Given n items, determine whether a majority element (one occurring strictly more than n/2 times) exists. You are allowed one pass over the data (which means you can read the elements in sequence, and that's it), and exactly TWO units of working storage.This is a special case of the general Misra-Gries estimator for finding frequent items in a stream with small space. The MG estimator allows you to find (approximately) all items that occur more than $\epsilon n$ times using $O(1/\epsilon)$ space. Setting $\epsilon = 1/2$ yields the desired result.

This result has been proved and reproved a number of times, and there's a fairly general proof based on the fact that what you're really doing is approximating the true frequency to an additive error of $\epsilon n$ (and so any item that occurs more often than that will be retained).

What's more interesting is how you might go about

*proving*the basic statement from first principles if you don't know the proof. This came up at dinner, when I was talking to people who hadn't heard of the problem before and were able to reconstruct a proof on the fly.

So let's return to the basic statement, and let's be a little more precise. The precise guarantee required is as follows:

- If a strict majority element exists, you MUST return it
- If not, you can return any element you want (even the most
*infrequent*one)

Because of the second statement above, we only have to worry about streams in which a strict majority element

**does**exist.**Observation 1:**if you haven't seen a majority element in any prefix of the stream, you can throw that prefix away.

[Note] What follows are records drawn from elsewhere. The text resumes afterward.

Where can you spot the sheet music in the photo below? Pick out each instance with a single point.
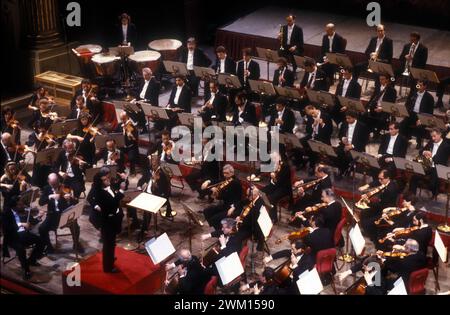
(229, 268)
(440, 247)
(357, 239)
(159, 248)
(309, 282)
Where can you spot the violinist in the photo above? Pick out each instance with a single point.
(84, 136)
(69, 166)
(229, 192)
(131, 135)
(57, 198)
(280, 185)
(16, 225)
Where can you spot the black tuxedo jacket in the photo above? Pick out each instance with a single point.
(184, 101)
(385, 51)
(420, 56)
(400, 146)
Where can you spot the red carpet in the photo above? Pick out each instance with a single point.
(138, 275)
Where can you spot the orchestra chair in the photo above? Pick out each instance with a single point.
(417, 280)
(211, 286)
(324, 264)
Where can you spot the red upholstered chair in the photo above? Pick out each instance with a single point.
(416, 283)
(324, 264)
(210, 288)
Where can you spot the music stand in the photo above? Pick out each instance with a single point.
(62, 128)
(352, 104)
(444, 174)
(100, 140)
(262, 87)
(290, 93)
(342, 60)
(431, 121)
(321, 98)
(267, 55)
(204, 73)
(396, 110)
(229, 80)
(193, 221)
(426, 75)
(176, 68)
(381, 67)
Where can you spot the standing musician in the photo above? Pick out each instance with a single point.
(388, 194)
(353, 135)
(16, 223)
(191, 274)
(291, 40)
(57, 198)
(107, 202)
(69, 166)
(349, 87)
(245, 111)
(419, 101)
(247, 69)
(332, 42)
(131, 135)
(193, 56)
(437, 151)
(280, 185)
(229, 191)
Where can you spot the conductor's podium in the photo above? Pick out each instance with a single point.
(138, 275)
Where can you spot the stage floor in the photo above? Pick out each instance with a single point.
(266, 23)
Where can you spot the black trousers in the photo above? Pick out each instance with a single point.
(26, 239)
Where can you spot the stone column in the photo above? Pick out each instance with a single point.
(40, 23)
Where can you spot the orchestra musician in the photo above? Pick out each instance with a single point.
(191, 274)
(107, 202)
(280, 185)
(17, 223)
(70, 166)
(437, 151)
(193, 56)
(332, 42)
(419, 101)
(291, 39)
(229, 192)
(58, 199)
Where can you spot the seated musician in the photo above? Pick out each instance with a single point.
(280, 185)
(131, 135)
(9, 124)
(419, 101)
(16, 224)
(191, 274)
(388, 192)
(312, 195)
(154, 181)
(437, 151)
(13, 182)
(215, 107)
(70, 168)
(392, 145)
(209, 171)
(384, 92)
(353, 135)
(330, 209)
(229, 192)
(283, 118)
(349, 87)
(57, 200)
(300, 261)
(245, 111)
(84, 136)
(367, 268)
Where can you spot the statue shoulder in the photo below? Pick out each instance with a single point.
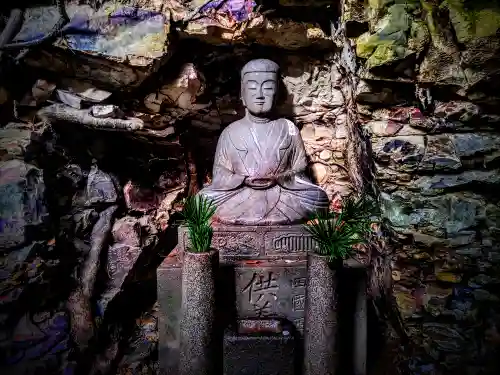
(290, 127)
(235, 127)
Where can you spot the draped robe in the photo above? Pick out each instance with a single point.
(248, 149)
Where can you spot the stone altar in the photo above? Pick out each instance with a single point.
(262, 275)
(260, 163)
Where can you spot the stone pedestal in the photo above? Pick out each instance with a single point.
(262, 275)
(321, 317)
(198, 313)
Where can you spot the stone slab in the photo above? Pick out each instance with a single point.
(237, 243)
(259, 354)
(169, 300)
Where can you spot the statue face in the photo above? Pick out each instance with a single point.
(259, 92)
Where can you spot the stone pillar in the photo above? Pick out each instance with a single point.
(321, 317)
(360, 327)
(198, 313)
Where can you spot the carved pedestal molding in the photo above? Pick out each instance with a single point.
(321, 317)
(197, 313)
(263, 273)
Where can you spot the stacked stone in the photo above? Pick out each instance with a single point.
(423, 66)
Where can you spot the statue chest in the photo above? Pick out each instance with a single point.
(260, 149)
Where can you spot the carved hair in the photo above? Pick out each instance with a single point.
(260, 65)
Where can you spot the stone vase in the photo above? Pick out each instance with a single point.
(197, 313)
(320, 327)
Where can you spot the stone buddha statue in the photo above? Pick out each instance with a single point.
(259, 169)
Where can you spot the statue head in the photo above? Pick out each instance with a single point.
(259, 86)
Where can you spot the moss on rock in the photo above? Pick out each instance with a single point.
(396, 36)
(473, 19)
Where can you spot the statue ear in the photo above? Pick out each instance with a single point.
(242, 95)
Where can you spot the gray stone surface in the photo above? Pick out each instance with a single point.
(262, 275)
(259, 353)
(236, 243)
(260, 163)
(198, 313)
(321, 317)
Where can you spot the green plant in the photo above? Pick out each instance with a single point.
(196, 214)
(336, 233)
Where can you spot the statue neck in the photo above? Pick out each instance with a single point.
(257, 120)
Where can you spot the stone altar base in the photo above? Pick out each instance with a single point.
(262, 275)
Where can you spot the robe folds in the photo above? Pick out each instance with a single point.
(248, 149)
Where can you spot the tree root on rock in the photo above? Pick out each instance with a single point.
(79, 303)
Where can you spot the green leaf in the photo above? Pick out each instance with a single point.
(197, 213)
(336, 233)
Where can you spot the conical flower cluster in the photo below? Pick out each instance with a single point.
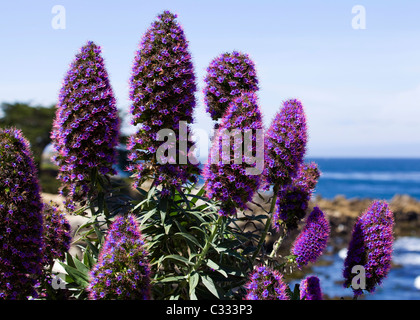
(122, 271)
(86, 127)
(292, 201)
(21, 224)
(266, 284)
(371, 246)
(228, 75)
(285, 144)
(162, 91)
(312, 240)
(225, 174)
(310, 289)
(57, 235)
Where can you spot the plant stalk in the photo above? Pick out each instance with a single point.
(267, 223)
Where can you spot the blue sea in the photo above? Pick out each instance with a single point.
(376, 179)
(368, 178)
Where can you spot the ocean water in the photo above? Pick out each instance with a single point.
(376, 179)
(402, 282)
(368, 178)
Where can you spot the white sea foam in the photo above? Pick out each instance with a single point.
(407, 251)
(413, 176)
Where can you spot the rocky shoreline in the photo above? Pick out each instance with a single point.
(340, 211)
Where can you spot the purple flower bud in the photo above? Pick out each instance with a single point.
(83, 127)
(225, 174)
(371, 246)
(292, 199)
(222, 86)
(123, 253)
(266, 284)
(285, 144)
(57, 236)
(312, 240)
(310, 289)
(159, 102)
(21, 224)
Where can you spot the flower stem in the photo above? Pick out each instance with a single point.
(267, 223)
(208, 243)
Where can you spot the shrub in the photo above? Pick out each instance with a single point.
(86, 127)
(21, 224)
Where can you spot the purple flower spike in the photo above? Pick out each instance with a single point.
(285, 144)
(312, 240)
(228, 75)
(122, 271)
(21, 224)
(57, 235)
(292, 200)
(310, 289)
(371, 246)
(266, 284)
(162, 91)
(86, 127)
(225, 174)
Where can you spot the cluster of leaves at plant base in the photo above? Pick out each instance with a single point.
(194, 252)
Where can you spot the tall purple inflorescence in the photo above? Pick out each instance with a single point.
(228, 75)
(57, 235)
(285, 143)
(310, 289)
(122, 271)
(162, 91)
(292, 201)
(21, 224)
(86, 127)
(266, 284)
(371, 246)
(312, 240)
(225, 174)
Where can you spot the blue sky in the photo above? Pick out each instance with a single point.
(360, 88)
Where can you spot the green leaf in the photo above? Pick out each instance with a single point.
(81, 266)
(189, 237)
(88, 259)
(209, 284)
(178, 258)
(211, 264)
(171, 279)
(145, 217)
(193, 281)
(82, 279)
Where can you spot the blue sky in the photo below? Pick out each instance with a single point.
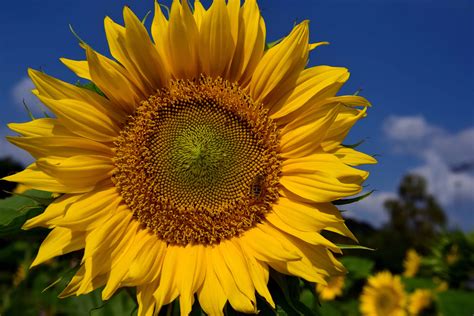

**Why:**we know there's a majority element somewhere. If it didn't show up so far, it has to be at least much of a majority in what's remaining.

**Observation 2:**This prefix could be as short as two elements long.

In other words, we see an element. Call it x. If we now see $y \ne x$, x is no longer a majority element

*so far*, and we can chuck it, starting a new stream at $y$.
But if we do see $x$ again, then it could be a majority element. How do we keep track of whether it ever stops being a majority element ?

We could keep track of the number of items seen so far. But that's an extra counter. Why not just pair instances of $x$ with instances of other elements seen so far by subtraction. If any time we hit zero, we can invoke observation 1 and start again.

If not, then we will end with a nonzero count for $x$, which must be the correct element.

And this gives us the exact algorithm we need.